И тихо взошла над Иваном луна,
и медленно, словно дым,
к нему по лучу спустилась жена
и рядом легла с ним.

 

 

* * *

Дрон, двухметровый высохший алкаш
убил собачку, как сказали дети.
Ударил ее спьяну об асфальт
и спать ушел, а через месяц – умер,
сгорел от метанола, посинел;
его дружки, напротив, пожелтели
и случай тот не любят вспоминать.
Зато у Дрона есть своя могила,
на Пасху расцвела над ней сирень,
лиловая, как он. И в то же время
вернулась Жучка в опустевший дом,
и по двору гоняет кур соседских,
и дети снова носят ей еду,
и слыша лай знакомый по ночам,
я думаю, что это не случайно,
что воскресенье происходит тайно
и мы вернемся тоже. Но потом.

 

 

* * *

Я хожу вдоль темного берега, у пылающей купины,
право слово, я тоже дерево, но растущее из стены,
я пророс пятистенок века, я поднялся выше конька,
в моих жилах не кровь, не млеко, но северная река.
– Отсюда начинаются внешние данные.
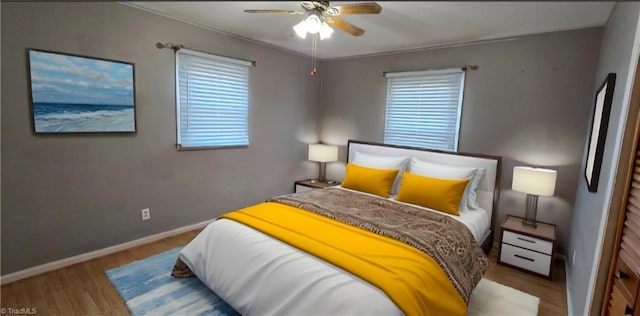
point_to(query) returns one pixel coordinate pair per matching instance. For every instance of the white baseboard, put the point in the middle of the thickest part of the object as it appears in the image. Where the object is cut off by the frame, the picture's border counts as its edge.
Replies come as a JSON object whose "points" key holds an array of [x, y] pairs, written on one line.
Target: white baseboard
{"points": [[23, 274]]}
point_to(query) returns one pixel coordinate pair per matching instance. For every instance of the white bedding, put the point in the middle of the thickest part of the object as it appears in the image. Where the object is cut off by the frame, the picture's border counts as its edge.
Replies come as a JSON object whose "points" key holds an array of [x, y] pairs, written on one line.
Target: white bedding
{"points": [[260, 275]]}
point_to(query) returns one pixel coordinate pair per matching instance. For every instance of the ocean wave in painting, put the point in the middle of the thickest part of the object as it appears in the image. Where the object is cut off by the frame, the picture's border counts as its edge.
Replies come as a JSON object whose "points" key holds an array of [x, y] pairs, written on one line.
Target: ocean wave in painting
{"points": [[65, 118]]}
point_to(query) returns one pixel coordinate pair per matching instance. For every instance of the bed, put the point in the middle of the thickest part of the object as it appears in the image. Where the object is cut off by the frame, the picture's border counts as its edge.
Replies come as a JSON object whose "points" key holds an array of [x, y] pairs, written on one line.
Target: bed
{"points": [[266, 259]]}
Я хожу по дюнам Паланги, где сосны невдалеке,
и треска, словно сбитый ангел, предо мной лежит на песке,
раскрывая красные жабры, икряные надув бока,
пока жив я, Господи, как бы – я для Тебя – треска,


и я хотел бы дышать двояко, и поднявшись на плавники,
выходить из водного мрака в мир ледяной шуги,
и я хотел бы остаться здесь, но мне нужно идти, идти,
потому что время болезнь, и Земля – не конец пути.